Ventricular Fibrillation & Cardiac Arrest

Ventricular fibrillation produces no effective heartbeat and zero cardiac output — the patient is clinically dead until you intervene. Seconds determine whether they stay that way.

Core Concept

Ventricular fibrillation (VF) is a chaotic, disorganized quivering of the ventricles that produces no effective contraction and therefore no pulse. On the monitor, VF appears as an irregular, wavy baseline with no identifiable P waves, QRS complexes, or T waves. Coarse VF has larger-amplitude waveforms and responds better to defibrillation than fine VF, which looks almost like asystole. VF is a shockable rhythm — the definitive treatment is immediate defibrillation, not synchronized cardioversion. Each minute without defibrillation reduces survival by roughly 7–10%. While waiting for or between shocks, high-quality CPR is the priority: compressions at 100–120/min, depth of at least 2 inches in adults, full chest recoil, and minimal interruptions. After the first shock, resume CPR immediately for 2 minutes before rechecking rhythm. Epinephrine 1 mg IV/IO is given every 3–5 minutes. If VF persists after the second shock, amiodarone 300 mg IV push is the first-line antiarrhythmic, followed by a second dose of 150 mg if needed.
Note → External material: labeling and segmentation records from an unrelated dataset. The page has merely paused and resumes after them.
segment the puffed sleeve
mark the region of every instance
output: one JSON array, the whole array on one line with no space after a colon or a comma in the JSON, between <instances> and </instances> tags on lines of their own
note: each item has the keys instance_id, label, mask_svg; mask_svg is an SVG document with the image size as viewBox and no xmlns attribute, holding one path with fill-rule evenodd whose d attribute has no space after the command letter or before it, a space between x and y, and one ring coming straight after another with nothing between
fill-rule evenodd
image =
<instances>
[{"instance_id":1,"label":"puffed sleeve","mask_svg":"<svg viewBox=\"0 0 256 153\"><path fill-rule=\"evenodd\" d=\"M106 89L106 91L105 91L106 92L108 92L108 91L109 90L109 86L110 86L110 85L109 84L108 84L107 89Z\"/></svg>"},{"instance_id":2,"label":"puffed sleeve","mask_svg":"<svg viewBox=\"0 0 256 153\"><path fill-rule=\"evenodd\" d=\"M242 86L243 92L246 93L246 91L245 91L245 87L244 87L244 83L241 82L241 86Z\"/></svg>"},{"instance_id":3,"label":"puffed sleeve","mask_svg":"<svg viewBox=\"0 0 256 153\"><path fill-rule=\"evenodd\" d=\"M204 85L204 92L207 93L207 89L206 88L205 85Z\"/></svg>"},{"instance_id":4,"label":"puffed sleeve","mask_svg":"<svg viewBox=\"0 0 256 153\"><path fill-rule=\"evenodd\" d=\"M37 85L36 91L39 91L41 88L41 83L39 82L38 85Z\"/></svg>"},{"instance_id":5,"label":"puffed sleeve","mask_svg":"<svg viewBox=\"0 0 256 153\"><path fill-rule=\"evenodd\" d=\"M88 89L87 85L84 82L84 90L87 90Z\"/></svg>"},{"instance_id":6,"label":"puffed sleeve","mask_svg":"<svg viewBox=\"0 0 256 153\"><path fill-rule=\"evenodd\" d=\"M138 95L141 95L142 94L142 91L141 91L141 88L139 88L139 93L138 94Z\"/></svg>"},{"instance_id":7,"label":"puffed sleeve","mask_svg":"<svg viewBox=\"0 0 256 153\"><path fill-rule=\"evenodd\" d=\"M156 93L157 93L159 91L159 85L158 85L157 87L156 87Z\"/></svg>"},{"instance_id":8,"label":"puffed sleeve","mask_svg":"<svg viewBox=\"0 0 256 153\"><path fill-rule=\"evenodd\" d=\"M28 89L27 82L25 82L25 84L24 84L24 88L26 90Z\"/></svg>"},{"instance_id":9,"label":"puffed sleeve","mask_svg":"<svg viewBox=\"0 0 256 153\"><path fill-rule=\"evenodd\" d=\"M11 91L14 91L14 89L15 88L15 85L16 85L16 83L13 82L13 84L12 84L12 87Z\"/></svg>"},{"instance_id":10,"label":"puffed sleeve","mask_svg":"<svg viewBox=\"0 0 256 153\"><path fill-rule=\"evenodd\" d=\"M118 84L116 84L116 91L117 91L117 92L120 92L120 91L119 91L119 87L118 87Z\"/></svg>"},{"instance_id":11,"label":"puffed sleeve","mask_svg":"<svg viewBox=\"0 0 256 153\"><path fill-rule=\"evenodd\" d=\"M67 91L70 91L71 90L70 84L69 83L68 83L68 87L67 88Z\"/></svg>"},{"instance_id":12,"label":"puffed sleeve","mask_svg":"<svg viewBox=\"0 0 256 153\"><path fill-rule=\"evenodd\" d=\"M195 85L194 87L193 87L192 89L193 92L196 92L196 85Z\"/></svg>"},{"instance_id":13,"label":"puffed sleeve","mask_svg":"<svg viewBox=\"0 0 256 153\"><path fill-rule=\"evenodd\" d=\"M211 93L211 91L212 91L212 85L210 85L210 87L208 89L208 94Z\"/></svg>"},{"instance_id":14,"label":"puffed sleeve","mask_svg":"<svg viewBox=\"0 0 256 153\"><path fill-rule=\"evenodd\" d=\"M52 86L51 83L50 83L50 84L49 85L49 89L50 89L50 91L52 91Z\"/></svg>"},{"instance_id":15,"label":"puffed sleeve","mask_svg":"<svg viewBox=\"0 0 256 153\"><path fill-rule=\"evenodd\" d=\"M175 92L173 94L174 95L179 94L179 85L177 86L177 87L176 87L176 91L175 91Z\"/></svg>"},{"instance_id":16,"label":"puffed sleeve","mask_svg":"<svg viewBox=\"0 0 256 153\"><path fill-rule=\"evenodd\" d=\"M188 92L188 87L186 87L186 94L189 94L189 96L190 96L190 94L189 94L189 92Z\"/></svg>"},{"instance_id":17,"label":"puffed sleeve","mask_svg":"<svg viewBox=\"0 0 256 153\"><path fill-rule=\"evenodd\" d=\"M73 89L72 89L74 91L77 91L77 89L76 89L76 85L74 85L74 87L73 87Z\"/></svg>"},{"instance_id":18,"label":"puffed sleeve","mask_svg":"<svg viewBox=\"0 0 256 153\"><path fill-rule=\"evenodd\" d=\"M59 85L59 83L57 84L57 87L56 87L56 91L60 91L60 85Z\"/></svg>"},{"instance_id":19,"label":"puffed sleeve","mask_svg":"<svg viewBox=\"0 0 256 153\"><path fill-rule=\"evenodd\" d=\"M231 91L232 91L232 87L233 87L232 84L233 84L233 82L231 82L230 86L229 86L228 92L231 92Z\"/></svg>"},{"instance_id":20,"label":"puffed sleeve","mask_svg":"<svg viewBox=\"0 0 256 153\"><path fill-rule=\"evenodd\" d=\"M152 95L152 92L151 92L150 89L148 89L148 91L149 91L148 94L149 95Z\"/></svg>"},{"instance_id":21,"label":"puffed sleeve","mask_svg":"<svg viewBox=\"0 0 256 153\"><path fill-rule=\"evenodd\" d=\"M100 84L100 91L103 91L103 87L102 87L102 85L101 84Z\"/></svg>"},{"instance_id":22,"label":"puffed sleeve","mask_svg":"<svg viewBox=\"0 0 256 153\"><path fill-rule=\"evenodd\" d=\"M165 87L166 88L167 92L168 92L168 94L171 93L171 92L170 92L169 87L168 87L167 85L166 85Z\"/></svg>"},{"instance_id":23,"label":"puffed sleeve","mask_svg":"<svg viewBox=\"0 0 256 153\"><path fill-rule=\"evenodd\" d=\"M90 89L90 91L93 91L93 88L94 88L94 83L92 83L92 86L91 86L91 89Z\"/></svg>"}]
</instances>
Pulseless electrical activity (PEA) and asystole are non-shockable — recognizing which arrest rhythms get a shock versus CPR-only is a critical NCLEX distinction.

Watch Out For

Don't confuse VF (shockable, chaotic waveform, no pulse) with asystole (non-shockable, flat or near-flat line, no pulse) — shocking asystole is always wrong. Students mix up defibrillation (unsynchronized, used for VF/pulseless VT) with synchronized cardioversion (used for unstable tachycardias with a pulse). Fine VF can mimic asystole — check in two leads before calling a flat line.

Clinical Pearl

Shock VF, don't shock asystole. If the monitor looks flat, confirm in two leads — fine VF hiding as asystole still needs a shock.